10. The key principles of data collection and storage

  • AV will process all data fairly and lawfully
  • AV will only process pseudonymised data for specified and lawful purposes
  • AV will not keep any data for longer than is necessary
  • AV will keep all data secure and all data is stored on ISO 27001 certified servers located within the European Economic Area (EEA) with back-up nodes to reduce latency of scans outside of the EEA in accordance with applicable privacy laws
  • AV will ensure that data is not transferred to countries outside of the country in which it is collected without adequate protection in accordance with applicable privacy laws.

11. What about cookies?
AV may use cookies to enable our systems to recognise your browser or device and to provide the AV authentication service to you.

12. What about links to third party services?
AV uses the following SDKs and APIs:

SDK name: sentry.io
SDK function: Error tracking and application performance monitoring (https://sentry.io/)
Data collected: This SDK collects errors and device information.
License: The MIT License (https://open.sentry.io/licensing/)


13. What about links to third-party services?
AV may include links to third-party services. Your use of such third-party services and how your data is processed by such third party is regulated by the privacy notice of such third parties. All licensees of AV utilise their own infrastructure and web server for marketing campaigns, product registration and cross-selling. AV licensees will never use personal data without the user’s consent and such activities are subject to the terms and conditions of the relevant AV licensee. AV may use third party services for incident reporting and push notification services. Our website utilizes third-party plugins and scripts to enhance functionality and gather statistical information.
These plugins and scripts include:

Additionally, these third-party tools may collect and process certain data. We recommend reviewing the privacy policies of these third-party providers for more information on their data handling practices. Please note that your use of our website may be subject to the privacy policies of these third-party providers.

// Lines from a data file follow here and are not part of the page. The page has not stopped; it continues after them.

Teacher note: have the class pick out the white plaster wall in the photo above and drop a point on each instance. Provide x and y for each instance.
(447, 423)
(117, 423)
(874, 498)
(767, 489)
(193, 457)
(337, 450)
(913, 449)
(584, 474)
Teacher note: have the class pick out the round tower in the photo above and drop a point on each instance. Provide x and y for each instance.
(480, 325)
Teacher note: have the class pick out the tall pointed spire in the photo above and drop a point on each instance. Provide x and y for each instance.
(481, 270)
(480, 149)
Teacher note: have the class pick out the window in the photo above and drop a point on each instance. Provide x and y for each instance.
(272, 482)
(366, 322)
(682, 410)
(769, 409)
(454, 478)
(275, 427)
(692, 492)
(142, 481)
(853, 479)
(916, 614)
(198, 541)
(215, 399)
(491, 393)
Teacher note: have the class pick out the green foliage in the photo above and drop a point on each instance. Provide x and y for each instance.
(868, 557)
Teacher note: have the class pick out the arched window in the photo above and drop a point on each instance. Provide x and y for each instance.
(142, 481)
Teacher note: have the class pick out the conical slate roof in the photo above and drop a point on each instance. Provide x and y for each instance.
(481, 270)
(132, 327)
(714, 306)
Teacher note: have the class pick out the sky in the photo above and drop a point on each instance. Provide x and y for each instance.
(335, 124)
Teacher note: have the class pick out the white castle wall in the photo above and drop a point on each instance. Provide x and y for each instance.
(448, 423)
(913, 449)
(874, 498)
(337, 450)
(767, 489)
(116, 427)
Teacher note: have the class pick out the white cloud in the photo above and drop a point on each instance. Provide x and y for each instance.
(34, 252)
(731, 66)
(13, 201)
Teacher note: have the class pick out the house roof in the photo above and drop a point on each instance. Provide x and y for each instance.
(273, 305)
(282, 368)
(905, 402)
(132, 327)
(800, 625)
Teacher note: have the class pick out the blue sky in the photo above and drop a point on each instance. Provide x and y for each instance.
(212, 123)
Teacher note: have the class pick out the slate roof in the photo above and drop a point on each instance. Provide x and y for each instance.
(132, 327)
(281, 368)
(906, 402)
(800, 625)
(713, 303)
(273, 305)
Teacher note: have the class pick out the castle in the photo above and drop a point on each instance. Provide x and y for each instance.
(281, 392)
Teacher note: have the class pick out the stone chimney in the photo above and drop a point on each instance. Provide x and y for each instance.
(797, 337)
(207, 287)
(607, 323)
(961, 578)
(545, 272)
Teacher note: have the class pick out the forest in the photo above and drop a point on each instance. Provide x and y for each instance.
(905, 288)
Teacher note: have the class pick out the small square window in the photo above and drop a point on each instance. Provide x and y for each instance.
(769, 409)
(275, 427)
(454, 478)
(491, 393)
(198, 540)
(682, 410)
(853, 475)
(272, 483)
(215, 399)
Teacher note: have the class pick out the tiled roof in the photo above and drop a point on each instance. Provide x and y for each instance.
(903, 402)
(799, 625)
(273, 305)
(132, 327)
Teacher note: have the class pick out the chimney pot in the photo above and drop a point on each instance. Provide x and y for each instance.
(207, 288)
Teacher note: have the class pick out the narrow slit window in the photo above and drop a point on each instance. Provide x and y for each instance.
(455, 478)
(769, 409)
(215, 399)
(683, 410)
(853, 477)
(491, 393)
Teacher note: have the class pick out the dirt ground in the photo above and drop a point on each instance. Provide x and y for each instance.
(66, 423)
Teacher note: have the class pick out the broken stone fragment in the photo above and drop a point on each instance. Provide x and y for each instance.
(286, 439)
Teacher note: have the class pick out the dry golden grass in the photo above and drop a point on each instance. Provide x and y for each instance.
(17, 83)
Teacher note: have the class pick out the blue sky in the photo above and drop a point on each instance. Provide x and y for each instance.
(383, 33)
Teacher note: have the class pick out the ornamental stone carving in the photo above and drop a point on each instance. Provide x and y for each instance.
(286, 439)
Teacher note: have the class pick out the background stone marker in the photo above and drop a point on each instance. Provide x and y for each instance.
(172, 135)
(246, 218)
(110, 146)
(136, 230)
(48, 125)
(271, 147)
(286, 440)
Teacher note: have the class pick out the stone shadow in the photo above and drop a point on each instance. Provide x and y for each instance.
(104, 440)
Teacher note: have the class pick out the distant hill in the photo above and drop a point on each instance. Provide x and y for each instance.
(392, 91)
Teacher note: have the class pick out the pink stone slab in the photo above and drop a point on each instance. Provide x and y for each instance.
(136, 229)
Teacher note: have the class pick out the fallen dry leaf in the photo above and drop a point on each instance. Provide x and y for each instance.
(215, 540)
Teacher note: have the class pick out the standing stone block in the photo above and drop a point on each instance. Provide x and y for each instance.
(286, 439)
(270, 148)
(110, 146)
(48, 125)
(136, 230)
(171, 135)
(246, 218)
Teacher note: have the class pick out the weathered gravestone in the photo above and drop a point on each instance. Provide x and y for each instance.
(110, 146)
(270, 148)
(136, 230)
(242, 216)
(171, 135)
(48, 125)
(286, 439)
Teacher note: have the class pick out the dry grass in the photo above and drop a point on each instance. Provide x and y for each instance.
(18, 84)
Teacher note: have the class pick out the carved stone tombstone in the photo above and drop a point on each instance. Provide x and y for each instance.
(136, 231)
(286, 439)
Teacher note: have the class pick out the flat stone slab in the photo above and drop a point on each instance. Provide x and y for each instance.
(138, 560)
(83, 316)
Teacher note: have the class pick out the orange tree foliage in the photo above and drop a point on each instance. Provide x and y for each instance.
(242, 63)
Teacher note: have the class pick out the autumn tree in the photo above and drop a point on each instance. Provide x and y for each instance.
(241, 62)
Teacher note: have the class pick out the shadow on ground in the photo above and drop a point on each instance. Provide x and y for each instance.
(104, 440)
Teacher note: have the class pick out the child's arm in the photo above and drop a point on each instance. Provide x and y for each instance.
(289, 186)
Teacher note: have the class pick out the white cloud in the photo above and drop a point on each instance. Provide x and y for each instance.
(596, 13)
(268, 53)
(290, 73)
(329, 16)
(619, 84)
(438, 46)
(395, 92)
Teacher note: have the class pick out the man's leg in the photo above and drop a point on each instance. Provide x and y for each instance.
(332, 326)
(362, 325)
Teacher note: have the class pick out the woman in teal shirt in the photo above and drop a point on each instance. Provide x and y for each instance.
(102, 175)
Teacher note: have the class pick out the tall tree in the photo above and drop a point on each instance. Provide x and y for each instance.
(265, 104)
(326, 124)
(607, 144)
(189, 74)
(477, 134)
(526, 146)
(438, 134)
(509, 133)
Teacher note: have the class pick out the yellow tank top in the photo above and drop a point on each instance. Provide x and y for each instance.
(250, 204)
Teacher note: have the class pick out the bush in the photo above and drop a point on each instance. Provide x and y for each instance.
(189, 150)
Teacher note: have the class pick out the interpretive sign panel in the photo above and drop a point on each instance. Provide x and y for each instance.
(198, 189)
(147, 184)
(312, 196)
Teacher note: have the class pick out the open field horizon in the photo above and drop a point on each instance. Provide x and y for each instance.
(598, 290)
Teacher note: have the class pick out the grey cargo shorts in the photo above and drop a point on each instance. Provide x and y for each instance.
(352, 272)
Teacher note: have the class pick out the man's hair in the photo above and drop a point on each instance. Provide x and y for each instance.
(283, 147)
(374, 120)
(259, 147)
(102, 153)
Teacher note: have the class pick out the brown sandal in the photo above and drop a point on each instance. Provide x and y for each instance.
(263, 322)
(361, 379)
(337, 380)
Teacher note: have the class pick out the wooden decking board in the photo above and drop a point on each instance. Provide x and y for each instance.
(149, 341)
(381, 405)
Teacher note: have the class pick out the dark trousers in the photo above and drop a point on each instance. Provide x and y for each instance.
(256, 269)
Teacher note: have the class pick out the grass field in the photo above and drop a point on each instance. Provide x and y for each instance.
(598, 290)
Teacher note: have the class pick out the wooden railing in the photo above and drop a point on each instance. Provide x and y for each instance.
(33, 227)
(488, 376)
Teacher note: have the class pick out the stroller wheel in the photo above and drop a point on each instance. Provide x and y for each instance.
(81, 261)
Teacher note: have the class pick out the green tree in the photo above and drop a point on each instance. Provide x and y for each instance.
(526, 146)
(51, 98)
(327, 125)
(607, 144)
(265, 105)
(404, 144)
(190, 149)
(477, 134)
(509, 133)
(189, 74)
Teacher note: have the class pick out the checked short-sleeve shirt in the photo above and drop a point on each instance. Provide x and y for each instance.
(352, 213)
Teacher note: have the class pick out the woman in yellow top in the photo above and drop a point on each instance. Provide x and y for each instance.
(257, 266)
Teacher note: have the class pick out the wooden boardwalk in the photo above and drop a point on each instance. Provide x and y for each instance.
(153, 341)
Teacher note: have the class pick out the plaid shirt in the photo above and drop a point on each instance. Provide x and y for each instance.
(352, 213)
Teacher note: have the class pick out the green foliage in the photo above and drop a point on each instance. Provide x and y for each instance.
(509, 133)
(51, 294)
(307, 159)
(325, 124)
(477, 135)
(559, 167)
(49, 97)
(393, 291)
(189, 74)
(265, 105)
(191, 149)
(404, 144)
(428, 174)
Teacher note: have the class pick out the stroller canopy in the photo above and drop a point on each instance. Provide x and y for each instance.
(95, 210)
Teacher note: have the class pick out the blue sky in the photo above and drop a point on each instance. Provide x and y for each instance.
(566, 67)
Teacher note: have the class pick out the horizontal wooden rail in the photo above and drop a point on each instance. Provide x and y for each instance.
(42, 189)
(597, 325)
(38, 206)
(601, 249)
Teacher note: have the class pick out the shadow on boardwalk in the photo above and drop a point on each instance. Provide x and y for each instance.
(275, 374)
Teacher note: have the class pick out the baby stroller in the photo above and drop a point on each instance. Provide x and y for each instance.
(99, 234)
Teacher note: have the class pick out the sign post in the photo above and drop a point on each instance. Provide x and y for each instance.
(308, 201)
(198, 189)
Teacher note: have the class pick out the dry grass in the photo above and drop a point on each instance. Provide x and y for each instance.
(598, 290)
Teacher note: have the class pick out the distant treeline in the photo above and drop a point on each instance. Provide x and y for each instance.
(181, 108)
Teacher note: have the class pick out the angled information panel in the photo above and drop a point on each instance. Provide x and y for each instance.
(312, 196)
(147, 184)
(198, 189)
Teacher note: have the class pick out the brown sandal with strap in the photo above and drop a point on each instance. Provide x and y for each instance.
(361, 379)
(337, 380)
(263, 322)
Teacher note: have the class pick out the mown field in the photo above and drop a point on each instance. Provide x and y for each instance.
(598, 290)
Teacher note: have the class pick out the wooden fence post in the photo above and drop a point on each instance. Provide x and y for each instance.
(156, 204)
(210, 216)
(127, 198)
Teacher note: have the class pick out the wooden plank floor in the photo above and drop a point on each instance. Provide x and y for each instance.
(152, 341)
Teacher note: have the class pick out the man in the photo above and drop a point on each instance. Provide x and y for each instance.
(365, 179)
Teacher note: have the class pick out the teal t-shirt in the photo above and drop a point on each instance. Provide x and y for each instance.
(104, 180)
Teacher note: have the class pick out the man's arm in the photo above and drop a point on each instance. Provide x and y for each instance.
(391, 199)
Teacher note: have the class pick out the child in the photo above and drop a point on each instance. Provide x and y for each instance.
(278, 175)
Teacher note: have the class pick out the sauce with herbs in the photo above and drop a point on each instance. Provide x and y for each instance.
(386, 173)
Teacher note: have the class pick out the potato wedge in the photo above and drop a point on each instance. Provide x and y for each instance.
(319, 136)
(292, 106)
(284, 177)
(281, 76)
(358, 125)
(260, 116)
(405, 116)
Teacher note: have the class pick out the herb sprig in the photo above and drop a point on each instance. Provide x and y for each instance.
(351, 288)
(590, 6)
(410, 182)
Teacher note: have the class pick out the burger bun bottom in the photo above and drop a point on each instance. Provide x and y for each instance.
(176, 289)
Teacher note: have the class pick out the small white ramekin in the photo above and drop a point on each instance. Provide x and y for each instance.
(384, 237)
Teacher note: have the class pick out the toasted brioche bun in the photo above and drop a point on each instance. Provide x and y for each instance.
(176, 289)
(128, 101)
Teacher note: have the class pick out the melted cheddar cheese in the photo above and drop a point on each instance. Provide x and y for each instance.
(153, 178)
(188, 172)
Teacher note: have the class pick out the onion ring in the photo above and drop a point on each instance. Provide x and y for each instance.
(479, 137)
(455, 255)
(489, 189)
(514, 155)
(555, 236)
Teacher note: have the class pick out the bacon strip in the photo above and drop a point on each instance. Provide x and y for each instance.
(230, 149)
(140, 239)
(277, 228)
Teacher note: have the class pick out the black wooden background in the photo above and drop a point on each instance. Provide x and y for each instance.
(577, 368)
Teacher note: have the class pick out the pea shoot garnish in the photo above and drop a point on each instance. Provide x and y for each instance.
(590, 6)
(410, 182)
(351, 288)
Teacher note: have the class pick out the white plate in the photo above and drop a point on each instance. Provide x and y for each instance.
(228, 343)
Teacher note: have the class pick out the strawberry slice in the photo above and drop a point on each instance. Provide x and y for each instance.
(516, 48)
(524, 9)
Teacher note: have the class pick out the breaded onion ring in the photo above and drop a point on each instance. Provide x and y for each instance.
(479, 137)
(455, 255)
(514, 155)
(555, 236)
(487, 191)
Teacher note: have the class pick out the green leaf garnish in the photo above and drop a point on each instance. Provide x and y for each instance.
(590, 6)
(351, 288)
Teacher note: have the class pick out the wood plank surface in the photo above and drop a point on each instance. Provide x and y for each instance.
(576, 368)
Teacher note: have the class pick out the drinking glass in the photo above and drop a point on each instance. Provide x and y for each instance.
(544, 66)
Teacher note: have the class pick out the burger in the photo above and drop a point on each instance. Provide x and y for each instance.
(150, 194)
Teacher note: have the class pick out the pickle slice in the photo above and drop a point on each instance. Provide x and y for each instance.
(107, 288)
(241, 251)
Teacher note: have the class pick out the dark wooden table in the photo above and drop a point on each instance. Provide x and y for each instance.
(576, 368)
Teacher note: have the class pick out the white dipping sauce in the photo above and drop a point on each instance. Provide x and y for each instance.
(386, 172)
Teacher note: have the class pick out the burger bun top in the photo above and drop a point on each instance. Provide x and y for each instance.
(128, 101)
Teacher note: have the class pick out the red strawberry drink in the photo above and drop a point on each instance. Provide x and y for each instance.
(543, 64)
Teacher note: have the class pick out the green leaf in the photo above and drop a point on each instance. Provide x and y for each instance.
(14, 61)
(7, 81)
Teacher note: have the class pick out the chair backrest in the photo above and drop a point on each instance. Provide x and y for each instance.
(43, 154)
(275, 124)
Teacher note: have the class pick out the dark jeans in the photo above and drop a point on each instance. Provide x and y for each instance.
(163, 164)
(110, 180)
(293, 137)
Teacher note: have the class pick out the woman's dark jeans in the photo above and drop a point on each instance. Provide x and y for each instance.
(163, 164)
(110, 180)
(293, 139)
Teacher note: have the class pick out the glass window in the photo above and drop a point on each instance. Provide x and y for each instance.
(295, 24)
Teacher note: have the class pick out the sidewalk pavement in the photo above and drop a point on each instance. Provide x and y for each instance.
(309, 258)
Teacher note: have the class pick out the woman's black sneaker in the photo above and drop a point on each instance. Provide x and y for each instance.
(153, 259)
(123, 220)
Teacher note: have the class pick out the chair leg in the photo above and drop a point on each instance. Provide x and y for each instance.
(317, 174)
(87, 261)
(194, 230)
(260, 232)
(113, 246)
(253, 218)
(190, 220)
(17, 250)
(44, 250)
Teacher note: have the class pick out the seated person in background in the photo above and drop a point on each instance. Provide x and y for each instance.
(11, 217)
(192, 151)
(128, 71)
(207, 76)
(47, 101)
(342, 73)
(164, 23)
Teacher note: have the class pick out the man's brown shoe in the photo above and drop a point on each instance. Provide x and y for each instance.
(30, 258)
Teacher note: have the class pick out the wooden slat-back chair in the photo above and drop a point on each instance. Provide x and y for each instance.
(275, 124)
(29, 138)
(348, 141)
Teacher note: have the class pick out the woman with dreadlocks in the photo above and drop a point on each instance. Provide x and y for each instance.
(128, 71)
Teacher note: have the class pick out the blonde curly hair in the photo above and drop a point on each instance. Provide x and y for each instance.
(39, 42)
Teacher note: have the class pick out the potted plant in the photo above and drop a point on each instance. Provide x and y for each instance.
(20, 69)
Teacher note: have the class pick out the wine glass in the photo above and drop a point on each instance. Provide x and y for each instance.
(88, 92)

14. Are children allowed to use AV services?
AV does not intend to provide services to children. If you are under 18 or under the age of majority, you may use AV services only with the involvement of a parent or guardian.

15. Does AV share personal data with third parties?
AV may share data with its authorized processors for processing on its behalf. AV shall use processors providing sufficient guarantees in respect of the technical security measures and organizational measures governing the processing carried out and will ensure compliance with those measures. AV will ensure that the processing is governed by a contract requiring the processor to only act in accordance with AV’s instructions and in compliance with data protection and privacy laws.

The data collected may be shared with third party customers and licensees for the purpose of anti-counterfeiting and marketing (consumer and business) or to government agencies, regulatory bodies and law enforcement authorities. All data processed by such third parties shall be in accordance with applicable data protection and privacy laws.

16. Does AV transfer my data internationally outside the market of collection?
AV may transfer personal data to countries outside of the country where such data is collected in the course of sharing information with parties as set out above. Whenever AV transfers personal information, we will ensure that the information is transferred in accordance with this Privacy Notice and as permitted by the applicable laws on data protection.

17. How secure is my data?
AV protects the security of your information during transmission by using Secure Sockets Layer (SSL) software, which encrypts information you input. It is important for you to take measures to protect against unauthorised access to your password and to your computers, devices, and applications.

18. Revisions to this Privacy Notice
AV may from time to time update this Privacy Notice. The date specified below indicates the last revision to this Privacy Notice.
Authentic Vision GmbH, GDPR Compliance Statement and Privacy Notice, dated March 2022.